Iwan Dratsch
Iwan Fedorowytsch Dratsch (ukrainisch Іван Федорович Драч; * 17. Oktober 1936 in Telischynzi, Oblast Kiew, Ukrainische SSR; † 19. Juni 2018[1] in Kiew, Ukraine) war ein ukrainischer Schriftsteller, Drehbuchautor, Dramatiker, politischer Aktivist und Bürgerrechtler.
Leben
Schon in seinen Jugendjahren war Dratsch als Ausbilder beim örtlichen Komsomolkomitee tätig und unterrichtete russische Sprache und Literatur an der örtlichen Schule.

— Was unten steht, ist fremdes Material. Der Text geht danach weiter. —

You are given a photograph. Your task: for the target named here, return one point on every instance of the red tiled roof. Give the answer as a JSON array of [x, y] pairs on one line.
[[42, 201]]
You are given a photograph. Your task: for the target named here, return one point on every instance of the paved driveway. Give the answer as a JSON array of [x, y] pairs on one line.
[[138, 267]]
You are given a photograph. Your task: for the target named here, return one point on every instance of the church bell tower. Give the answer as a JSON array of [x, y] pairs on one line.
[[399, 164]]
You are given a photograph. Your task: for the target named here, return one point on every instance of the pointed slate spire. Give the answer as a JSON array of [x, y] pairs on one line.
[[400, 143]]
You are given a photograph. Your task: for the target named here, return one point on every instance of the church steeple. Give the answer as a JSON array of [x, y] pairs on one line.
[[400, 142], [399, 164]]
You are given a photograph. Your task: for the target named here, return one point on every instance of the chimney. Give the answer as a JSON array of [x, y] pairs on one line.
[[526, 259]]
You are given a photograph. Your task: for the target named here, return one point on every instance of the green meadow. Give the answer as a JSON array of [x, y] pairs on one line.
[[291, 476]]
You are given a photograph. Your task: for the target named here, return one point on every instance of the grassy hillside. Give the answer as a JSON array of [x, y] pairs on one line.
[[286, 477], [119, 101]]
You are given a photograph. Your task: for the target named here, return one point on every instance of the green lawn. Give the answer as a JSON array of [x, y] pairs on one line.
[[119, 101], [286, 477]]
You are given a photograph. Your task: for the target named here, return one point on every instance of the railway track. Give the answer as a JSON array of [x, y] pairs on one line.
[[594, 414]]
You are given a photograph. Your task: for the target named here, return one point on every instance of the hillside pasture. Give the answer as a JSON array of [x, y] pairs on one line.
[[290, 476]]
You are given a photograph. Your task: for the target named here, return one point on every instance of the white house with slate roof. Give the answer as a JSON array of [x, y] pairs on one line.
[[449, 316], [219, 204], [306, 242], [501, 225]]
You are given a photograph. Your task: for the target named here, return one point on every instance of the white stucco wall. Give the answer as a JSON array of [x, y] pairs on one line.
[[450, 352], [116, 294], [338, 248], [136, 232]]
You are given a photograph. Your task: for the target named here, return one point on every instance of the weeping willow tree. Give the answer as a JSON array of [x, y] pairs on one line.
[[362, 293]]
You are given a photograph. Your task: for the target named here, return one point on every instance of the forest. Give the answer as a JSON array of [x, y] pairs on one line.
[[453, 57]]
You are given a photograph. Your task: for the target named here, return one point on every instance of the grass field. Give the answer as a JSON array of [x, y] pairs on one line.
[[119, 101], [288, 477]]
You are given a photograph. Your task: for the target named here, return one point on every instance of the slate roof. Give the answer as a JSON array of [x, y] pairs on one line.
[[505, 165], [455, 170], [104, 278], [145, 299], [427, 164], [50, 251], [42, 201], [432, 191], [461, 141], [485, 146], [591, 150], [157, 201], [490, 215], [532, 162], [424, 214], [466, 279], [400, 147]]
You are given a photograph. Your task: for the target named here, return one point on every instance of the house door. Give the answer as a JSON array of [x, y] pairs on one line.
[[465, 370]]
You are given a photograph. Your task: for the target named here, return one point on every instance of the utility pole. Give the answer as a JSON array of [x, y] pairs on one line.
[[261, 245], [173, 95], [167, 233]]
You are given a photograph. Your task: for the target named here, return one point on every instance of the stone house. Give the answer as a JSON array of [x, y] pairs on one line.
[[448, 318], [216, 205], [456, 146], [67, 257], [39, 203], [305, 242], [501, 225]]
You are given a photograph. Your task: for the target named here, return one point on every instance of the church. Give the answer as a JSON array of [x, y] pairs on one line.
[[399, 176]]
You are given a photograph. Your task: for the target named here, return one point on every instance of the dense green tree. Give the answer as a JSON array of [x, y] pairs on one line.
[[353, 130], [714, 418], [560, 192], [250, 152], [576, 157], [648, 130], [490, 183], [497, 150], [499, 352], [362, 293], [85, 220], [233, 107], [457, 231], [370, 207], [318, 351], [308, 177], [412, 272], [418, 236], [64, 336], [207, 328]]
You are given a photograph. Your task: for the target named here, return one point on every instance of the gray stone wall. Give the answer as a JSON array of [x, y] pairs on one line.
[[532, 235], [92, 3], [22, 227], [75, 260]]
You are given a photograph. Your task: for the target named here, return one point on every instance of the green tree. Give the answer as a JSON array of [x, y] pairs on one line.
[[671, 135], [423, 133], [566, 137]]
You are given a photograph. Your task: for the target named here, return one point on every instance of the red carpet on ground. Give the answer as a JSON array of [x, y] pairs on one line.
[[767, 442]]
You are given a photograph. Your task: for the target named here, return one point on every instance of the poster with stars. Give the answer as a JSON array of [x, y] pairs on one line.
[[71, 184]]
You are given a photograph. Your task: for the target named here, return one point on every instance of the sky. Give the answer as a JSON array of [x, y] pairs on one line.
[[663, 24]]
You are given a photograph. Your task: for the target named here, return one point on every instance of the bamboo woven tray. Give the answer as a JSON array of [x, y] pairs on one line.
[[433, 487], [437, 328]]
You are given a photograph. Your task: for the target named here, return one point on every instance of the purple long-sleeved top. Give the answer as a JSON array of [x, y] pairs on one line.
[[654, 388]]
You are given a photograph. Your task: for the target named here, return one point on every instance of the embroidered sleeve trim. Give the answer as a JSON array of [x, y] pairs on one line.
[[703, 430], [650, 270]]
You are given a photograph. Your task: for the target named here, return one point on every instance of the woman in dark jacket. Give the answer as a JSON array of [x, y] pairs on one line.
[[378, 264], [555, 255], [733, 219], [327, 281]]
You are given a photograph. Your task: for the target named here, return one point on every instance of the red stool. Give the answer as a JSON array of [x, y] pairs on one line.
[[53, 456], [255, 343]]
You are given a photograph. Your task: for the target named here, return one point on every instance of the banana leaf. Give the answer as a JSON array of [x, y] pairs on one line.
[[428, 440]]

Seine ersten Gedichte wurden im Jahr 1951 in einer örtlichen Zeitung veröffentlicht.[2] Da er sein in Kiew begonnenes Studium an der Philologischen Fakultät aufgrund politischer Differenzen nicht beenden konnte, studierte er in Moskau Drehbuch und Dramaturgie. In den folgenden Jahren war er aktiv am öffentlichen Leben der Ukraine beteiligt, da er neben Gedichtbänden und Drehbüchern auch kritische Essays zur Gegenwart verfasste. Zunehmend trat er auch als Drehbuchautor in Erscheinung; so schrieb er das Skript für die Verfilmung aus dem Jahr 1983 der Erzählung Abende auf dem Weiler bei Dikanka von Nikolai Gogol sowie für andere Erzählungen Gogols und weitere Filme. Im Jahr 2006 erhielt er den Titel Held der Ukraine.
Politische Karriere
Da er sich durch seine an Metaphern und Neologismen reiche Sprache weit von der Vorgabe des Sozialistischen Realismus entfernt hatte und Kontakte zu bekannten politischen Dissidenten pflegte, stand er unter starker Kritik. Nachdem er jedoch in einem öffentlichen Brief im Jahr 1966 erklärt hatte, dass er den Kontakt zu den Dissidentenkreisen aufgeben werde, wurde er als sowjetischer Kulturbeauftragter eingesetzt. Zum Ende der 1980er Jahre war er in der Ukraine politisch sehr aktiv und einer der Initiatoren der Organisation Ruch (heute: Nationale Volkspartei der Ukraine), deren Vorsitzender er von 1989 bis 1992 war. Dabei ging es ihm darum, einen souveränen ukrainischen Staat zu etablieren. Zudem wurde er seit 1990 mit zweimaliger Wiederwahl zum Parlamentsabgeordneten der Ukraine gewählt.[3]
Werk
In seinen zahlreichen Gedichtsammlungen taucht immer wieder das Motiv der Sonne auf, für ihn als „Verkörperung der menschlichen Sehnsucht nach Wahrheit, Schönheit, Kühnheit, Gerechtigkeit, Zärtlichkeit usw. zu betrachten […], denn der Mensch hat die Eigenschaft in den Himmel zu schauen, da er kein Tier ist.“[4] Mit jenen Sehnsüchten des Menschen hat er sich auch in seinen literaturkritischen Aufsätzen und Essays auseinandergesetzt, in denen er u. a. die Theorien Skoworodas und Pablo Nerudas bespricht.[5] Er galt als einer der Hauptvertreter der Sechziger (Šistdesjatnyky), deren Literatur in den 1960er Jahren von der Anklage gegen die Vatergeneration gezeichnet war, die im Stalinismus widerstandslos gelebt hat.[6] Seine literarischen Hauptthemen waren zu jener Zeit der Ruf nach der fehlenden Wahrheit und Aufrichtigkeit im sozialistischen System.[7]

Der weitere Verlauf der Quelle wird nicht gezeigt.